- O Estado de S.Paulo
No Brasil, atuação da sociedade civil serviu de contraponto à ausência do Executivo federal
Parte das ruas do Complexo da Maré, no Rio de Janeiro, não tinha nome nem aparecia no mapa da cidade. A situação mudou graças à organização comunitária Redes da Maré. Seus líderes criaram um projeto de cartografia, a partir de imagens de satélite, com a mesma metodologia do IBGE. Cerca de 900 ruas foram catalogadas e, numa parceria com o poder público, ganharão nome e CEP. “Nós queremos gerar um conhecimento que possa ser transformado em políticas públicas”, diz Eliana Silva, diretora do Redes da Maré. Doutora em Serviço Social, ela usa métodos acadêmicos para melhorar a vida na comunidade onde morou por 25 anos.
Os bancos de dados do Redes da Maré não serviram apenas para dar um CEP aos moradores – medida essencial de cidadania. Eles foram importantíssimos no combate ao coronavírus.
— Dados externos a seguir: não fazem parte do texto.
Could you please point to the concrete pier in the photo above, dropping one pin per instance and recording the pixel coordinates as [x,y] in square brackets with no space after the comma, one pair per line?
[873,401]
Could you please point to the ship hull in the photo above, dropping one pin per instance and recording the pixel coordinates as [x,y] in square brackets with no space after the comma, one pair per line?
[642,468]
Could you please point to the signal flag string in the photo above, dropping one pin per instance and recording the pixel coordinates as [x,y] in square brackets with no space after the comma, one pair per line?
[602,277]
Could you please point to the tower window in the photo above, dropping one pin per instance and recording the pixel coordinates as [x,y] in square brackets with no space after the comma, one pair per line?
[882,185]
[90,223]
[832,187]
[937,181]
Os dados ajudaram a identificar 6 mil famílias altamente vulneráveis, em uma comunidade de 140 mil habitantes, e encaminhar a elas cestas básicas. Informações obtidas por WhatsApp mapearam os lugares com maior incidência de casos do coronavírus, onde foram instalados centros de isolamento com testagem – parceria com a Fundação Oswaldo Cruz e com o Todos Pela Saúde. Em outros pontos, suprimentos de água e sabonetes ajudaram a população em situação de rua a cumprir a tarefa básica de lavar as mãos.
Combater o coronavírus na América Latina é bem mais complicado que na Europa. Por aqui, as questões médicas se somam a carências sociais históricas, como as que se veem na Maré.
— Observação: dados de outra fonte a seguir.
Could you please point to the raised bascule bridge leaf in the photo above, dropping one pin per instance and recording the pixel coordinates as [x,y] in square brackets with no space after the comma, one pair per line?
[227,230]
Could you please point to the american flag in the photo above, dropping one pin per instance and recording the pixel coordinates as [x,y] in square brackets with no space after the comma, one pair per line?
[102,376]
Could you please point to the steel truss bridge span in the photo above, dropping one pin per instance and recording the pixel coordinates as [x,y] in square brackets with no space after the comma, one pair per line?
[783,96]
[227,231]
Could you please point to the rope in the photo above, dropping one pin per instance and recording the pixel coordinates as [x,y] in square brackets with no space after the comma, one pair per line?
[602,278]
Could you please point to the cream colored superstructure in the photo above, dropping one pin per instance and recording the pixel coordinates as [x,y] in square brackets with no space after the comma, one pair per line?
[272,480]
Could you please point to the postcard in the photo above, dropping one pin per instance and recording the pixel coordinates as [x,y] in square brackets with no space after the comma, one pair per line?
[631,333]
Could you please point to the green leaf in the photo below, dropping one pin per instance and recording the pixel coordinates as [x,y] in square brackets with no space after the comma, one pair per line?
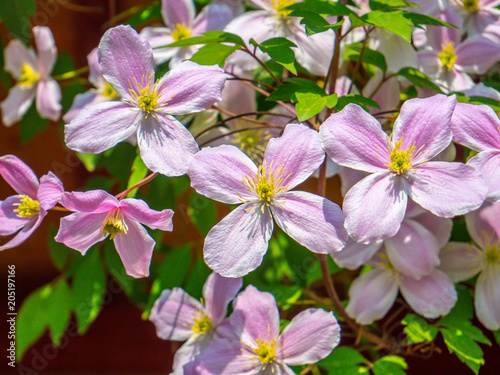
[30,323]
[417,329]
[89,286]
[464,347]
[314,22]
[170,274]
[340,357]
[138,172]
[16,16]
[59,253]
[59,311]
[308,105]
[31,124]
[202,212]
[390,365]
[213,54]
[393,21]
[356,99]
[419,79]
[208,37]
[279,50]
[353,51]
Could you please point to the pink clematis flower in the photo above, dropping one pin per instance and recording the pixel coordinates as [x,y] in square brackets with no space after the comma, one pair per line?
[236,245]
[478,127]
[146,108]
[413,251]
[372,294]
[24,212]
[32,73]
[101,92]
[179,16]
[261,349]
[99,214]
[399,167]
[461,261]
[179,317]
A epidemiologista Silvia Martins, professora da Universidade Columbia, em Nova York, fez estudos comparativos sobre diferentes países da região. A pandemia explodiu em lugares que, aparentemente, fizeram tudo certo, caso do Peru. Lá houve testagem e dinheiro para auxílios emergenciais. Não foi possível evitar, no entanto, que os peruanos mais vulneráveis, que não têm geladeira em casa, saíssem todo dia para comprar comida no mercado. Nem como corrigir, do dia para a noite, deficiências históricas da saúde pública. “Com a pandemia, muitos peruanos das cidades grandes voltaram para suas famílias no interior, onde há menos hospitais e de pior qualidade”, diz Silvia Martins.
Segundo ela, um padrão se repete em várias nações que fracassaram no combate ao coronavírus: faltou um envolvimento forte dos líderes federais, além de uma estratégia unificada de combate à pandemia. No Brasil, tal negligência, potencializada pelas carências já existentes, nos conduziu à tragédia das 100 mil mortes.
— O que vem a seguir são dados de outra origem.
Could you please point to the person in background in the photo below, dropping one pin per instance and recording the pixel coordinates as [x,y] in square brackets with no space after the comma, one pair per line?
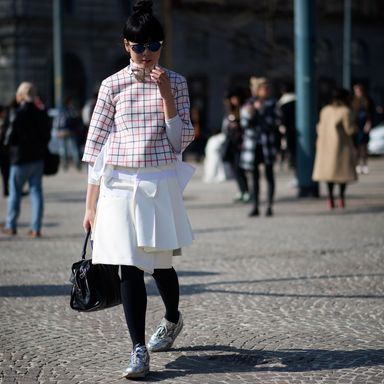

Do ponto de vista da ciência política, a omissão de líderes em tempo de calamidade constitui um fenômeno tão desastroso quanto intrigante. Um estudo publicado no mês passado aponta tal anomalia nas administrações de Donald Trump e Jair Bolsonaro, batizando-a de “executive underreach”. No Brasil, a atuação da sociedade civil – e, segundo os autores do paper, também do Legislativo e Judiciário – serviu de contraponto à ausência do Executivo federal (o estudo está na versão digital da coluna, junto com minipodcasts de Eliana Silva e Silvia Martins, além de um link para doar cestas básicas ao Redes da Maré).
Protagonistas da sociedade civil, como Eliana Silva, mostraram, no nível de suas comunidades, o que se espera de um líder: conhecimento da vida real, respeito à ciência e comprometimento. Sem eles, a estatística das 100 mil mortes seria ainda mais macabra.